The award for the most shameless display of sentimentality (the one universal language bigger than a bargain) has to go to the supermarket chain Sainsbury's, however. It has gone and invoked the First World War, recreating a famous moment called the Christmas Truce: Enemy soldiers, shivering in their respective trenches, mark Christmas Eve by harmonizing Silent Night together before an unofficial détente in no man's land the next day. By the end of the spot, there is nothing for it but openly weeping for humanity. As affecting as it is, though, it could actually be counterproductive as an ad. After all, what monster could possibly think of shopping at a time like that?

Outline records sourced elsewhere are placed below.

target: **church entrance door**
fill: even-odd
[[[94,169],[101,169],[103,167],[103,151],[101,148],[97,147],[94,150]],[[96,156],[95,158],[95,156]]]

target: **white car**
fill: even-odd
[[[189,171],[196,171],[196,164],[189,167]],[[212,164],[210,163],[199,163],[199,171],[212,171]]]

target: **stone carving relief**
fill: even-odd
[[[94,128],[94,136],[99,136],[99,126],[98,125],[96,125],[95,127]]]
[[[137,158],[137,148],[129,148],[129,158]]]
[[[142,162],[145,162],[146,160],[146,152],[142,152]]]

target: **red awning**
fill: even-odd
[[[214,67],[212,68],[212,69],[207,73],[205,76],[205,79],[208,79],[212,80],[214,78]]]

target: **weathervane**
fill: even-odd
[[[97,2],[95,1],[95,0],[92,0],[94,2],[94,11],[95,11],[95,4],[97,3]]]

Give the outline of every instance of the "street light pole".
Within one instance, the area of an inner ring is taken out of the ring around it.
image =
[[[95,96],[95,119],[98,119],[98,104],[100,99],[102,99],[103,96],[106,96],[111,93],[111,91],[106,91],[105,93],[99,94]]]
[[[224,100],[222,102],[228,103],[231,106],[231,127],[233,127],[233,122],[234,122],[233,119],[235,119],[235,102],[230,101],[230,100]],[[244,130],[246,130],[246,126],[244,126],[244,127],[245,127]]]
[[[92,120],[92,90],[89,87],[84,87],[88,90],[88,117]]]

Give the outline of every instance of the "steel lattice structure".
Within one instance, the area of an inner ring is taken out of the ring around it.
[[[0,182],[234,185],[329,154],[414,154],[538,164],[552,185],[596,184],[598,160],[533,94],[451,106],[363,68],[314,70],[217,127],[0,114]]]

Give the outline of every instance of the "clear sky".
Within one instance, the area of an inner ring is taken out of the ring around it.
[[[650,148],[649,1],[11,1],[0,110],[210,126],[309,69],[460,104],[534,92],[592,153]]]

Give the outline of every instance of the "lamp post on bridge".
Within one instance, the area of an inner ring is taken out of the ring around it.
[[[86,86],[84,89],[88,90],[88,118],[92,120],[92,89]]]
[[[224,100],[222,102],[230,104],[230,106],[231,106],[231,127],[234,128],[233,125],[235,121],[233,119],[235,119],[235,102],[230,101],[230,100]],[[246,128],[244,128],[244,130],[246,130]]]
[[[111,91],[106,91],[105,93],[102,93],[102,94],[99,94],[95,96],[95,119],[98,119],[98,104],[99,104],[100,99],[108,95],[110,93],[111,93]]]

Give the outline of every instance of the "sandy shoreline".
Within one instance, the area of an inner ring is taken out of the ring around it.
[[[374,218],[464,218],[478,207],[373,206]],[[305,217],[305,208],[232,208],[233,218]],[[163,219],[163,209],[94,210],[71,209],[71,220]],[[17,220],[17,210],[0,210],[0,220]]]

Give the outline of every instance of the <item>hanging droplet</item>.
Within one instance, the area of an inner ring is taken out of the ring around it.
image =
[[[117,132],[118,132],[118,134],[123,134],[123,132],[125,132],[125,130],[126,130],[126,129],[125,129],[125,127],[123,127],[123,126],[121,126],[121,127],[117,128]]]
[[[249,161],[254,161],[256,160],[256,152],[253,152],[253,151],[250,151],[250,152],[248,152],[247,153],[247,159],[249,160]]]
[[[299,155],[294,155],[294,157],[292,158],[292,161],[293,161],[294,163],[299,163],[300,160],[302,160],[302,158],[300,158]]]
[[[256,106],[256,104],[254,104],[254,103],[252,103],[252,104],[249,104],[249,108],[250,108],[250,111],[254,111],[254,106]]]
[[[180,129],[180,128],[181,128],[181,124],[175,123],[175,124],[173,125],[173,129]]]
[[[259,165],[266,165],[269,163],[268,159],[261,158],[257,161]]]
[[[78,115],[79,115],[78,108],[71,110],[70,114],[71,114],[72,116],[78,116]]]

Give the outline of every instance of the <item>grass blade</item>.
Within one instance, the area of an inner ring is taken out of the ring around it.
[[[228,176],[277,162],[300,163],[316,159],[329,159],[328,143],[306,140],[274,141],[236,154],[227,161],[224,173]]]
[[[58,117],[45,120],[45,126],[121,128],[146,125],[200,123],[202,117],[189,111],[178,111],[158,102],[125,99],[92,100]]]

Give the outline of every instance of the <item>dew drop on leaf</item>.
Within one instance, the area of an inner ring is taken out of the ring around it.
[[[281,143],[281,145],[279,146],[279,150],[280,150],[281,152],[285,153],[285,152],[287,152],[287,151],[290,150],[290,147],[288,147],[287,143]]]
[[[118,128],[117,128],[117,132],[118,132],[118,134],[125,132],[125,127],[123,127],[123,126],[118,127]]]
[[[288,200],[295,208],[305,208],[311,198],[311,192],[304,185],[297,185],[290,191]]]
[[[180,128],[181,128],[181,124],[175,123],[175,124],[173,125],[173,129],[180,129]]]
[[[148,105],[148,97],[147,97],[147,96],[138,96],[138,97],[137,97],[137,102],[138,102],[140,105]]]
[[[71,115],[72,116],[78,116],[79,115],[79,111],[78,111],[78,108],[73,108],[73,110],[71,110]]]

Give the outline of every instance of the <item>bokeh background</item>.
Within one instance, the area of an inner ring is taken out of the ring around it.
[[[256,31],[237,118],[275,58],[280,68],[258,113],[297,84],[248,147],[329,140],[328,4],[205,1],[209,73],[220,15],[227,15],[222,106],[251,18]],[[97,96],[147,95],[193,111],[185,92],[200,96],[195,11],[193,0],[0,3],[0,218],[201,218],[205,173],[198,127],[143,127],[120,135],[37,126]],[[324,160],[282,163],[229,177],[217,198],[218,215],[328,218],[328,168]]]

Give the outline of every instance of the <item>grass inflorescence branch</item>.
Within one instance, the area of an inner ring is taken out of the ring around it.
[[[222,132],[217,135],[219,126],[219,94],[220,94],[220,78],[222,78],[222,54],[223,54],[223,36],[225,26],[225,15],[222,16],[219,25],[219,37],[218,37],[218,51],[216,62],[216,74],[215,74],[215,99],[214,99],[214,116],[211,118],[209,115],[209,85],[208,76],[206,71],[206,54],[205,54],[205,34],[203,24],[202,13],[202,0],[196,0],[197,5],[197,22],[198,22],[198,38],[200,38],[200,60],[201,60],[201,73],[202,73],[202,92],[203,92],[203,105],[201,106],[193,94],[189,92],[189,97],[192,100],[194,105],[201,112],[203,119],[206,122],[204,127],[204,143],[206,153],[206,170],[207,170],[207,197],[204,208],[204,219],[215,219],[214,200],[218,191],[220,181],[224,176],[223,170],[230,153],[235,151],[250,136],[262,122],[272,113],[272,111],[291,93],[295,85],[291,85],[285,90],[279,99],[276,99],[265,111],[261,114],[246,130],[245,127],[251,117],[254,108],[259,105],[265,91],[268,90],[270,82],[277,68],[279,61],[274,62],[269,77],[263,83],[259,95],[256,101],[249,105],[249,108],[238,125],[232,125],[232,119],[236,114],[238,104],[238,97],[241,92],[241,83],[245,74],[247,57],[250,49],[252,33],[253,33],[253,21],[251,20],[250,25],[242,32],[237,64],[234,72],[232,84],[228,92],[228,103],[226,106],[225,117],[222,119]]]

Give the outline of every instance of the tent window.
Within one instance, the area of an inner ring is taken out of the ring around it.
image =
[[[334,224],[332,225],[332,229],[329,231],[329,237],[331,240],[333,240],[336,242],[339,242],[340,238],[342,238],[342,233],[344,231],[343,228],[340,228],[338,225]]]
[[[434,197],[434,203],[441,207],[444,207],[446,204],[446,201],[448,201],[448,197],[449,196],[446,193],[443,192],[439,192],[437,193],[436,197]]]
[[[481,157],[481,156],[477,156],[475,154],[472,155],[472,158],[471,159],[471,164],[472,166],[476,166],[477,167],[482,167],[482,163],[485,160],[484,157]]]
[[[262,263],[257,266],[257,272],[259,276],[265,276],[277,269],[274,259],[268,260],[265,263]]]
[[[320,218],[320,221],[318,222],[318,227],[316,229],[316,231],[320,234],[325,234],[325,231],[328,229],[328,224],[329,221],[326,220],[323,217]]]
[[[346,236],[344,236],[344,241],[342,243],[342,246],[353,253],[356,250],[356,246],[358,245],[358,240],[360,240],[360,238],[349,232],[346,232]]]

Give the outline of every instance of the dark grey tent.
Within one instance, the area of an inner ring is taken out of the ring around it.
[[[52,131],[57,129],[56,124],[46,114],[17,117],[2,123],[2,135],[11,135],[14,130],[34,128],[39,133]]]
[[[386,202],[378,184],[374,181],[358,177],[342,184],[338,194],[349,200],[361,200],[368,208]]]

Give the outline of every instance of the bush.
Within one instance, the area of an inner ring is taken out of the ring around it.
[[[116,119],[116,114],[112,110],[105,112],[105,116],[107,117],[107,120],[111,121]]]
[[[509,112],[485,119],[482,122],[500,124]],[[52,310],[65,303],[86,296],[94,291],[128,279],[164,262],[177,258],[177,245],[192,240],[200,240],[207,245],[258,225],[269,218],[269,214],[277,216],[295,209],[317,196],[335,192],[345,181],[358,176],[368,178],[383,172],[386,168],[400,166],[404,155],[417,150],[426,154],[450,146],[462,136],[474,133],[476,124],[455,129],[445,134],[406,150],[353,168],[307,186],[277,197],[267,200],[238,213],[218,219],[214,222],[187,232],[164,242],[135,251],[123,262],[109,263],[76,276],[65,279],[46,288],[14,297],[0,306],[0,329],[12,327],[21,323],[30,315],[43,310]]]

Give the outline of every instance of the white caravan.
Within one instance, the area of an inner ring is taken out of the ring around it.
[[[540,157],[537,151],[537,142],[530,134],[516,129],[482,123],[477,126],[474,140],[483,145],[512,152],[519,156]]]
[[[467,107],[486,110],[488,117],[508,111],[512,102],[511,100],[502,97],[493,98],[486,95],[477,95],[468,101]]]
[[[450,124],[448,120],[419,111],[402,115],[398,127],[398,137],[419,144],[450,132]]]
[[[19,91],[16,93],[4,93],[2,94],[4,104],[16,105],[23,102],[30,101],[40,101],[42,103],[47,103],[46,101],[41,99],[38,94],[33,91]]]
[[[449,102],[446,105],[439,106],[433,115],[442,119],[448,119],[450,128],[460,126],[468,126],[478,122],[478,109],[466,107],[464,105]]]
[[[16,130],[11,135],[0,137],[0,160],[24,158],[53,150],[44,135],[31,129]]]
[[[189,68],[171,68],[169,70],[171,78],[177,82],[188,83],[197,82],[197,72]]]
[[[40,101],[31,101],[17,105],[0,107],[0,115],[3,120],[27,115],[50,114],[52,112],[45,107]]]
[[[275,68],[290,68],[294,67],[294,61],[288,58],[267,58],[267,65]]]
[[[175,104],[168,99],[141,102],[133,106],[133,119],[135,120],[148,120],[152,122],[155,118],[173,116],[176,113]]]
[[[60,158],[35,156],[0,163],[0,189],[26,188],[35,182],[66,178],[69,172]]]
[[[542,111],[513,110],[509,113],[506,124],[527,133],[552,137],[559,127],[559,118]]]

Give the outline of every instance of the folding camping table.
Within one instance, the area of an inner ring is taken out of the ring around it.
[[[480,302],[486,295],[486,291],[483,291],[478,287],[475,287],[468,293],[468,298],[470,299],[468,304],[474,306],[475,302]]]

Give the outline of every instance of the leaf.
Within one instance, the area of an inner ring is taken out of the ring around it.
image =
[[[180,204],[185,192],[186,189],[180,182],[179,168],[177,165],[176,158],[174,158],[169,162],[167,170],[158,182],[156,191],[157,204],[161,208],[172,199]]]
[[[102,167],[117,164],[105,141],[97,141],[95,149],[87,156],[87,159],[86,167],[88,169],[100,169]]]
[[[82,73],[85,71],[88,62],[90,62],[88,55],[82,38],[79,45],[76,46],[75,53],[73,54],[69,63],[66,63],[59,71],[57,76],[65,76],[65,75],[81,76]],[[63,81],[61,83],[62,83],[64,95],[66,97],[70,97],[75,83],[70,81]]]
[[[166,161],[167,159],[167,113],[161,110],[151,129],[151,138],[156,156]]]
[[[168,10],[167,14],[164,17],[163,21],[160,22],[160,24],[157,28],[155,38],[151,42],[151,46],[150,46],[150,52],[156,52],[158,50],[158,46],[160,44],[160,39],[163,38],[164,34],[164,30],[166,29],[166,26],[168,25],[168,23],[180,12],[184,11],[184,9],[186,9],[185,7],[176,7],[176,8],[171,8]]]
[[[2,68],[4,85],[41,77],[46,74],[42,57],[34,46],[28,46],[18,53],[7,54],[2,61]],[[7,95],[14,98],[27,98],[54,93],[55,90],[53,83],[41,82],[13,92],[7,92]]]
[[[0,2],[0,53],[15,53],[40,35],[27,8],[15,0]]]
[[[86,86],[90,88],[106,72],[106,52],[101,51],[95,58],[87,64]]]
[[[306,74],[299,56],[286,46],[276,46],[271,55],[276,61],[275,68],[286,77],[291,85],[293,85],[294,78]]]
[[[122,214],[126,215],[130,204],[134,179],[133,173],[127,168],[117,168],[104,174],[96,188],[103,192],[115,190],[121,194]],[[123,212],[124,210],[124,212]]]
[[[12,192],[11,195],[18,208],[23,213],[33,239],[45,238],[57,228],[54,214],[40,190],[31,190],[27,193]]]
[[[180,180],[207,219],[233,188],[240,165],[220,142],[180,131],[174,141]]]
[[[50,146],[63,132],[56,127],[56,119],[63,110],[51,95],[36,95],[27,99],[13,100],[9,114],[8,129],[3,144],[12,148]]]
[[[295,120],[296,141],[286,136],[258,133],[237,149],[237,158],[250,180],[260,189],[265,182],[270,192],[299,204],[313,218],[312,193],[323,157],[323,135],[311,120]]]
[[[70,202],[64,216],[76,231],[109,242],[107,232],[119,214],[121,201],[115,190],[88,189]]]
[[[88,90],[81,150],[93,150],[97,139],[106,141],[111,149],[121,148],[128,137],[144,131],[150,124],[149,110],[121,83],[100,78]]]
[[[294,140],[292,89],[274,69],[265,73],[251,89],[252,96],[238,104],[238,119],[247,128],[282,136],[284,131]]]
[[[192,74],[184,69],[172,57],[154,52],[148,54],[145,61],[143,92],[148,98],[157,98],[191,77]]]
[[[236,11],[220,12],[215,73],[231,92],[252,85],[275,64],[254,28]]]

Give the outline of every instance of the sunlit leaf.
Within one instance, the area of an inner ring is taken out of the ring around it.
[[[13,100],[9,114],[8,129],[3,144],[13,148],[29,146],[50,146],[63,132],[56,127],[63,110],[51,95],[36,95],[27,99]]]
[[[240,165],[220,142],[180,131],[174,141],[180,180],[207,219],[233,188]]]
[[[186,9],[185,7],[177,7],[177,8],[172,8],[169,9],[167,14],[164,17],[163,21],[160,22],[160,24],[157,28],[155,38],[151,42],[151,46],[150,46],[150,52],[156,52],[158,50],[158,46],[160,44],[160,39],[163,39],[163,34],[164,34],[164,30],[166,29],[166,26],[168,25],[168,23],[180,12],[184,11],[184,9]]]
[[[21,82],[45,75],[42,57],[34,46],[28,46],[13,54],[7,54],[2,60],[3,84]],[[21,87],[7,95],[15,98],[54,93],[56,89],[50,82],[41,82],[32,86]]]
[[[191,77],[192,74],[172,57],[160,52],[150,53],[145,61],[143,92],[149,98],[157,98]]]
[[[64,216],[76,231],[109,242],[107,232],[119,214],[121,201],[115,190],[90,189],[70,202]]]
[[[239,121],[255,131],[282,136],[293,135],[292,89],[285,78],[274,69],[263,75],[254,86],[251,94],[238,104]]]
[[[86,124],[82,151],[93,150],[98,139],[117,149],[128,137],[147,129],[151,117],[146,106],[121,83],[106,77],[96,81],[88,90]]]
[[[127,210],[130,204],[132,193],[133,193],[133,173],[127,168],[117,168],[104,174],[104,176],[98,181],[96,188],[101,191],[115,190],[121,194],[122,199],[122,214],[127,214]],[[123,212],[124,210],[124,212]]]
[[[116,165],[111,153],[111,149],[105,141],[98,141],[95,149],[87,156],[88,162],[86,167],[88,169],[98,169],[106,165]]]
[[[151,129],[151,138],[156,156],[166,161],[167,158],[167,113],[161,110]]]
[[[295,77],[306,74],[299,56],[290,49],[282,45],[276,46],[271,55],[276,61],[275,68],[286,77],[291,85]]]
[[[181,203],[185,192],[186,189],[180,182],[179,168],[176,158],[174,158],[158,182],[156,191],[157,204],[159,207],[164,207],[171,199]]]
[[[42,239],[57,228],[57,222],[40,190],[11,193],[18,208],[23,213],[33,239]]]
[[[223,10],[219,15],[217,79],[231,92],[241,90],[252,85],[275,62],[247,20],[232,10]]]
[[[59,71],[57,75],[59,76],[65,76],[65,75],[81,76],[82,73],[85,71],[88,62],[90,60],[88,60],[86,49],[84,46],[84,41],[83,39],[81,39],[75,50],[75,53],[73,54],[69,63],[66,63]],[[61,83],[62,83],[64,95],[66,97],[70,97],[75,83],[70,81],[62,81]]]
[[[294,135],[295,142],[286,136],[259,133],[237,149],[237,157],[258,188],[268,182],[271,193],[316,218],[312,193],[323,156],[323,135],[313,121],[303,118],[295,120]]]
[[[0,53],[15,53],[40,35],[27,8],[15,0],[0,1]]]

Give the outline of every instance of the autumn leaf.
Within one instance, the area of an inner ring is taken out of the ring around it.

For every dehumanizing trip I made to the mall last year, I watched John Lewis's animated (and irresistibly sweet) The Bear and the Hare commercial 10 times. The undisputed hit of 2013's warm and fuzzy holiday-advert lineup, it also provided a real sales boost: According to financial reports, that non-commercial commercial about the magic of friendship, caring and sharing of oneself improved the retailer's holiday bottom line by 6.9 per cent. In other words, the dusting of glitter and make-believe is as effective a means to the same economic end as opening on Thanksgiving Day. It is just a subtler and more captivating approach.